Sources in Brussels, including those in von der Leyen's office, commented that it remained unclear whether Macron was truly seeking to oust her or was merely applying pressure in order to extract future concessions from her.

Macron, along with then-German Chancellor Angela Merkel, was one of the main figures in 2019 behind the nomination of von der Leyen, then German Defense Minister, for the presidential elections of the European Union Commission.

Von der Leyen remains the clear favorite for the upcoming elections, given that she is the main candidate for the center-right European People's Party, which has the largest number of seats in the European Parliament, and is expected to strengthen its position further. Positions during the elections in June. However, the candidate presented by the EPP still needs the support of an absolute majority in Parliament.

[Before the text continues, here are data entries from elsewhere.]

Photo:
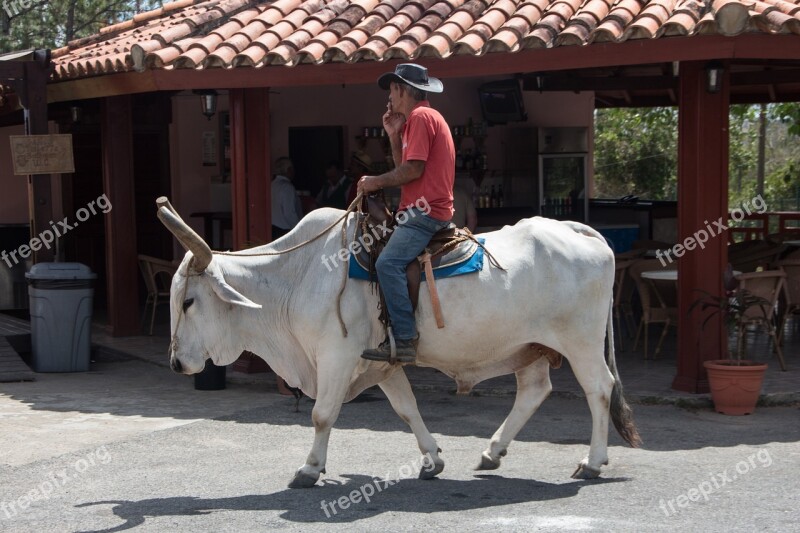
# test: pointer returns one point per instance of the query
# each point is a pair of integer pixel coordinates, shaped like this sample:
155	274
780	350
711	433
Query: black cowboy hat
413	75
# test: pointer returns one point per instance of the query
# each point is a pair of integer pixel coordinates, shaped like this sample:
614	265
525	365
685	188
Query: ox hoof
487	463
430	471
585	471
302	480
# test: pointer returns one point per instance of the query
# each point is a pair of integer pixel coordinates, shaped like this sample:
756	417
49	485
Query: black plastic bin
211	378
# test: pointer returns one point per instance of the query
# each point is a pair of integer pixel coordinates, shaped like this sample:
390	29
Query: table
661	275
670	275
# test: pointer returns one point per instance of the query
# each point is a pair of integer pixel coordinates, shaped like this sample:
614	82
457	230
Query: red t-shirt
426	137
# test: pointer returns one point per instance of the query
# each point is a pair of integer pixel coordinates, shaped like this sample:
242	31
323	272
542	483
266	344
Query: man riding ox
552	298
424	158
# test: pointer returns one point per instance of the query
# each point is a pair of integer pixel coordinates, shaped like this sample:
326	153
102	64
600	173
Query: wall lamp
714	73
208	99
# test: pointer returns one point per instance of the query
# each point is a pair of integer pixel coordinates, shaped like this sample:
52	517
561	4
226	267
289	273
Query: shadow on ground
405	495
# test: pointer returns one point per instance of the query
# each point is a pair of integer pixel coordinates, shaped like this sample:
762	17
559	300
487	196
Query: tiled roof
191	34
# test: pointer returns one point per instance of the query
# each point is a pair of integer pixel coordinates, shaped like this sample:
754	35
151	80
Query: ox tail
621	413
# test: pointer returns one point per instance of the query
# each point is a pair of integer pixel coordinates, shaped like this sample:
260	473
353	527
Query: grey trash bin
61	316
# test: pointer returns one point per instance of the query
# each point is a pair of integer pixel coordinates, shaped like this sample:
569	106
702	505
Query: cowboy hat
413	75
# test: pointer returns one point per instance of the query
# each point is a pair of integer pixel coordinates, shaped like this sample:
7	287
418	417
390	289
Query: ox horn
185	235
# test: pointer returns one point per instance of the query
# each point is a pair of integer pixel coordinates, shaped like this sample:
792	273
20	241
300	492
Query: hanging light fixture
75	114
714	73
208	99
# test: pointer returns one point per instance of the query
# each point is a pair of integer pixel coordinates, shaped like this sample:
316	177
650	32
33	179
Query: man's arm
406	172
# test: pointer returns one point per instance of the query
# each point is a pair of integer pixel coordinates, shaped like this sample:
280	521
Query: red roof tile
203	34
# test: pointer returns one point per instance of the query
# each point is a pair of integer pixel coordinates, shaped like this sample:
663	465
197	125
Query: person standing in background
335	189
286	211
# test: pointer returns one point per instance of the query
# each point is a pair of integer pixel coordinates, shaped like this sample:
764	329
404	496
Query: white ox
555	292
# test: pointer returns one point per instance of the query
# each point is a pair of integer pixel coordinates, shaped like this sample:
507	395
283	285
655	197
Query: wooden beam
702	200
40	195
578	82
12	70
238	168
120	222
632	52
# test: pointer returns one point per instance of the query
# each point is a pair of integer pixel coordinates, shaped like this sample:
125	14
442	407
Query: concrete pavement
130	445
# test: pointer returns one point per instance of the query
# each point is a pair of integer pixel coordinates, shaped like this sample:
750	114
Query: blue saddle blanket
471	263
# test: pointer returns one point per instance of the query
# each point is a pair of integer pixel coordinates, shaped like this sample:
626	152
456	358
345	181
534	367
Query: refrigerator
563	173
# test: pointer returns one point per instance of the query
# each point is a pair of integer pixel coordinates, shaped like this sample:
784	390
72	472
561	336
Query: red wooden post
118	184
702	201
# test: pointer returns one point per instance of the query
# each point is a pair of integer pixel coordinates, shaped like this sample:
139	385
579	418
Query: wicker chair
659	306
768	285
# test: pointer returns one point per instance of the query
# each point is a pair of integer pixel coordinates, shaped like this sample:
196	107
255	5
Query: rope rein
352	208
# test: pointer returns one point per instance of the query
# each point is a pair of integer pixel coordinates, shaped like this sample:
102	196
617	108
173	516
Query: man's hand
393	122
367	184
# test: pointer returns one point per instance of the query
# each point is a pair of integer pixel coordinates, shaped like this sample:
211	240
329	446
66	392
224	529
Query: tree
636	152
52	24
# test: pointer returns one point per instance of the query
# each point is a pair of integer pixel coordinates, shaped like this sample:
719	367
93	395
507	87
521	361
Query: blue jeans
406	242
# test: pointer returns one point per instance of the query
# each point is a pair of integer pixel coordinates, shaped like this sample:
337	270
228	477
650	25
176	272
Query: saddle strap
435	303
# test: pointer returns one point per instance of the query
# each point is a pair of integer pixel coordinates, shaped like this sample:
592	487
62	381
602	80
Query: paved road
131	446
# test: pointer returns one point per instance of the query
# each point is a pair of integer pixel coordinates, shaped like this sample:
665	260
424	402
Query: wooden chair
767	284
157	275
659	305
747	256
789	222
752	227
791	291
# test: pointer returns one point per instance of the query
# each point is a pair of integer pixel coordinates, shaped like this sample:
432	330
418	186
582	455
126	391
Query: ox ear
229	294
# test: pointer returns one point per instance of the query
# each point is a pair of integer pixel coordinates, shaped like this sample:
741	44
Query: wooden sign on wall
42	154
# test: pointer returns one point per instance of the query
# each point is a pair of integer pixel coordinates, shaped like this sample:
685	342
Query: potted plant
735	382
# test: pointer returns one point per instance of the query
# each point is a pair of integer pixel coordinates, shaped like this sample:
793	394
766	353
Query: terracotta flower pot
735	388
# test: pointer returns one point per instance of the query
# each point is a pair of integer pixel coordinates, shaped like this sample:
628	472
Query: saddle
449	246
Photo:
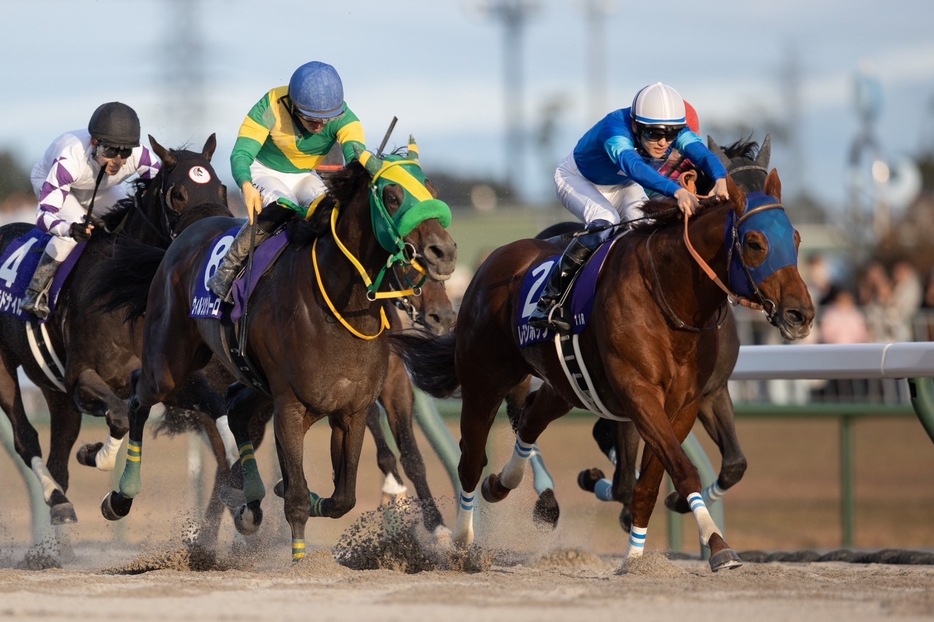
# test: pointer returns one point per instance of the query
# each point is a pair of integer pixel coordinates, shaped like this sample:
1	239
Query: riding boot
230	266
37	298
549	313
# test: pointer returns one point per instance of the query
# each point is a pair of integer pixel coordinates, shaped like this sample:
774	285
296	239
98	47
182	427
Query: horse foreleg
399	417
289	424
94	396
478	410
117	504
347	432
716	415
393	488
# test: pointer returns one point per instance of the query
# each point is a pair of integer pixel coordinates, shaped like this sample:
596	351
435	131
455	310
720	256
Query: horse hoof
588	478
546	511
87	455
232	497
249	518
675	503
115	506
492	490
61	511
63	514
725	559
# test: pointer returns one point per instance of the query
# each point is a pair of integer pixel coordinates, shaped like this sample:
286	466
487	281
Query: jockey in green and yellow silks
284	138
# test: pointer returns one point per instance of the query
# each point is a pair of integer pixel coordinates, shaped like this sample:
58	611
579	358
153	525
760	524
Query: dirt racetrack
789	501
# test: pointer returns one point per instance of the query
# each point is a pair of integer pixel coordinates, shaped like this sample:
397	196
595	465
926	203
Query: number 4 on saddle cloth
206	304
17	265
581	295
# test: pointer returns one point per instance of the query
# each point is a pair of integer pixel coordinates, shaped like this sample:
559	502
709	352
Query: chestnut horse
316	337
638	359
747	162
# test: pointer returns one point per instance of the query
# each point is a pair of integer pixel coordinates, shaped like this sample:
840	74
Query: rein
734	246
372	295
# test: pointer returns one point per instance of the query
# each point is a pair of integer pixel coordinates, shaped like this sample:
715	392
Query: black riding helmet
116	125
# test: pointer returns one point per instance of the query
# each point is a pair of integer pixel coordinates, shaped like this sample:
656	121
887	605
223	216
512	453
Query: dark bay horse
641	363
95	350
314	335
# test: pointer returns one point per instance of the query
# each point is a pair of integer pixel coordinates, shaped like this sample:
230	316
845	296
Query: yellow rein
384	321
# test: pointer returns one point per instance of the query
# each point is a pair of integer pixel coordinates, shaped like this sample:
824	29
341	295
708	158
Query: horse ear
209	146
773	185
717	151
765	152
168	158
737	196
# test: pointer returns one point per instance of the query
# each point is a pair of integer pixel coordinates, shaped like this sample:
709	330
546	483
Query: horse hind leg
716	415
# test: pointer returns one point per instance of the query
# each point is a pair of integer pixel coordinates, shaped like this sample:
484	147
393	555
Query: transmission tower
514	15
183	79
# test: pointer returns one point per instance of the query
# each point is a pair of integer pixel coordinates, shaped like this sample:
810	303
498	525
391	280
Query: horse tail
429	359
122	282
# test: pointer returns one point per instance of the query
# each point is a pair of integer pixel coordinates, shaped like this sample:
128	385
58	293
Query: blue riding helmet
316	91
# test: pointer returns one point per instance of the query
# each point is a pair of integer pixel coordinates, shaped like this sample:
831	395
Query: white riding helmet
658	104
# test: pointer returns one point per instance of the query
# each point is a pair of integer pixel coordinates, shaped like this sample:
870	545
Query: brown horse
747	163
316	339
641	361
92	351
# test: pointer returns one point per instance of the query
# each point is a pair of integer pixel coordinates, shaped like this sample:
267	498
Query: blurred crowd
878	304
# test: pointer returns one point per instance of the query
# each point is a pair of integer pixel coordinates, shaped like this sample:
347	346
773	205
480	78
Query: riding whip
382	145
244	324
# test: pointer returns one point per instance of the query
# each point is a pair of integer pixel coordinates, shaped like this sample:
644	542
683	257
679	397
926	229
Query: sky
439	67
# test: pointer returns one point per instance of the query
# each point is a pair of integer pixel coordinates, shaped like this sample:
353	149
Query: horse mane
742	148
342	185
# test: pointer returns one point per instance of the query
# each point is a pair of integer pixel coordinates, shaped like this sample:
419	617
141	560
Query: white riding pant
299	188
59	248
589	201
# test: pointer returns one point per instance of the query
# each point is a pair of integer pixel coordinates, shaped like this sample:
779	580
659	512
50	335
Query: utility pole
183	79
514	15
597	12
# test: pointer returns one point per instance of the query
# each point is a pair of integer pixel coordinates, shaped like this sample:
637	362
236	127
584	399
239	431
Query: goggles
315	120
658	132
109	151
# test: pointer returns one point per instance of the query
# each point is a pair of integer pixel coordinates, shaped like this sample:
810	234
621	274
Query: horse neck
146	221
706	234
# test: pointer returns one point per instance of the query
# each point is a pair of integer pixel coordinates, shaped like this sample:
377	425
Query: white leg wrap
392	486
637	541
48	483
230	443
712	493
705	523
463	525
106	458
512	473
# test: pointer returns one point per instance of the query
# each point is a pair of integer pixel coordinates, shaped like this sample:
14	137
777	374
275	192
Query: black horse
316	340
91	353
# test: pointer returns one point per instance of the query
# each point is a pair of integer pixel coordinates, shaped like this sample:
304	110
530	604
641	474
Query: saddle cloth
17	265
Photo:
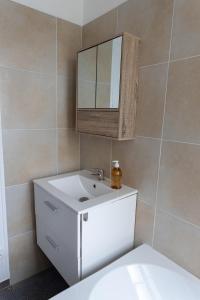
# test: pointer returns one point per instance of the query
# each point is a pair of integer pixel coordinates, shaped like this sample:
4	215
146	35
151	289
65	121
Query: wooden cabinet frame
116	123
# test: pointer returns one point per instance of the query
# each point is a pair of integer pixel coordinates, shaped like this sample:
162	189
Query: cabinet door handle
52	243
51	206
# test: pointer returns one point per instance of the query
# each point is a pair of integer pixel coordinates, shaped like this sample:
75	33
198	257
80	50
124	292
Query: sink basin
80	188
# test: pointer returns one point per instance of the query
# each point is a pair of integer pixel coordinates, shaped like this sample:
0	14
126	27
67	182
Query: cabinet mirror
99	75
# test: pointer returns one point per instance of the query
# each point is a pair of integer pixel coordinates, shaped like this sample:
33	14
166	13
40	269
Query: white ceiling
76	11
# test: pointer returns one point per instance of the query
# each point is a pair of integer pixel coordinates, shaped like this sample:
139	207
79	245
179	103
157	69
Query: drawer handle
51	206
52	243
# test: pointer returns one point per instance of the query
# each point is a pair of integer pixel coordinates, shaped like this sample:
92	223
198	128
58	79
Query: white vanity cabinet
78	243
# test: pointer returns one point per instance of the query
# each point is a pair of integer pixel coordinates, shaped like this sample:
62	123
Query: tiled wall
37	91
163	162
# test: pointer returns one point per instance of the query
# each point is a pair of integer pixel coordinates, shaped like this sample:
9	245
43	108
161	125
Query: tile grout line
162	132
154	65
56	95
179	219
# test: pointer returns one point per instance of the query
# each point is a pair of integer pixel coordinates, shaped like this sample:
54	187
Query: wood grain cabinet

The position of the current European Union president has been damaged by several high-profile scandals, the most recent of which erupted earlier this month when she found herself facing a storm of criticism for giving her fellow European Parliament member Markus Peper a lucrative job. “special advisor” With a salary of 17,000 euros per month.

The appointment “Raised questions about the transparency and impartiality of the nomination process.” Within the bloc, several senior officials, including the EU's chief diplomat, Josep Borrell, and Commissioner Thierry Breton, said jointly in a complaint to von der Leyen. But the committee ignored these accusations and stated this “He has every confidence that the operation took place in full compliance with the procedures.”